Clifford Lockhart era un bailarín consumado, volvió a pensar Emma. En algún momento entre el final de sus estudios y el Grand Tour debía de haber tomado clases, sobre todo de vals. Se movía con tal soltura y elegancia que ella se sentía flotar.
—¿Ha estado en Roma por casualidad, lady Emma? —le preguntó.
—No he tenido la oportunidad, aunque espero hacerlo algún día —respondió ella, que siempre había soñado con visitar Italia. De hecho, había soñado con visitar tantos lugares que había perdido la cuenta.
—No debe perdérsela —aseguró el joven—. El Papa continúa restaurando los monumentos de la ciudad, y se ha empeñado en salvar el Coliseo, que está a punto de derrumbarse.
—¿El Coliseo?
—Es un gigantesco anfiteatro que se construyó en tiempos del emperador Vespasiano y donde se celebraban todo tipo de espectáculos, incluidas las luchas de gladiadores.

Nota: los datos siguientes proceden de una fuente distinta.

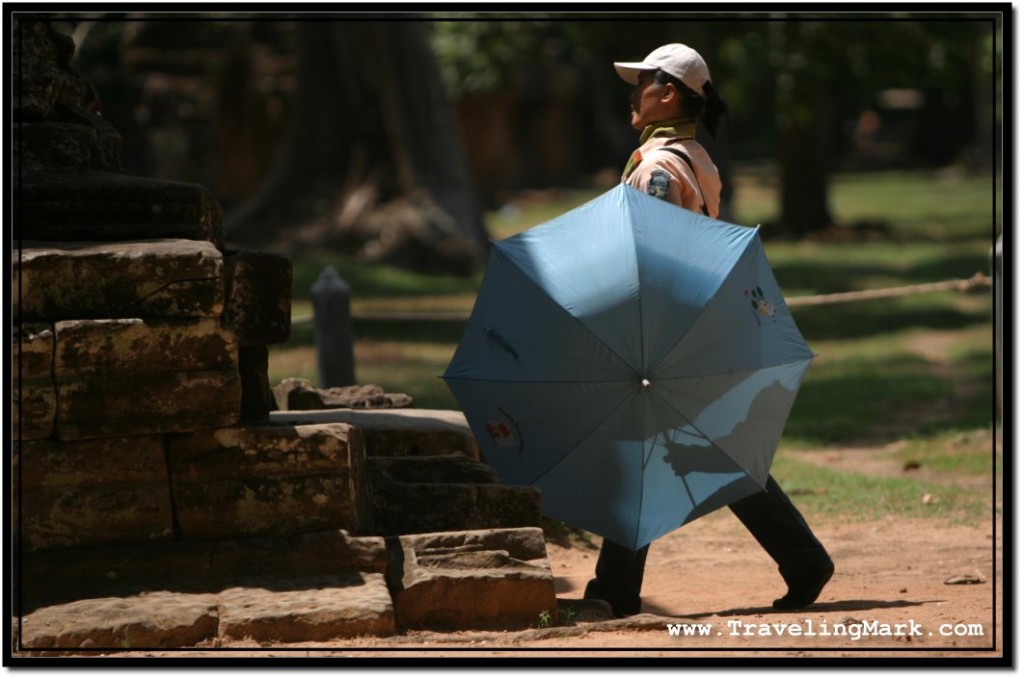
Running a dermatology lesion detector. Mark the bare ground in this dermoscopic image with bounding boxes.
[48,489,1004,664]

—Oh, debe de ser fastuoso.
—Debió de serlo, sí —contestó, con pesar—. Ahora no queda en pie más que una parte.
—Tiene siglos de antigüedad. Imagino que es normal que no haya aguantado en pie —repuso ella, más interesada en la conversación de lo que estaba dispuesta a admitir.
—Eso y que, en siglos pasados, se convirtió en una cantera. De allí se sacó mucha de la piedra y del mármol con los que se construyeron los grandes palacios renacentistas.
El joven hizo una pausa y la miró con algo más de intensidad.
—Se preguntará por qué he sacado este tema a colación —comentó—. Usted me recuerda al Coliseo.
—¿Cómo dice? —Emma lo miró con una ceja arqueada.
—Maravillosa, pero solo con una pequeña parte visible.
Emma sintió un pellizco en el estómago. Aquello era, sin duda, lo más bonito que le habían dicho jamás. A su pesar, notó que las mejillas le ardían y fue incapaz de sostenerle la mirada. La pieza finalizó apenas unos segundos después y lamentó de veras tener que despedirse de lord Washburn.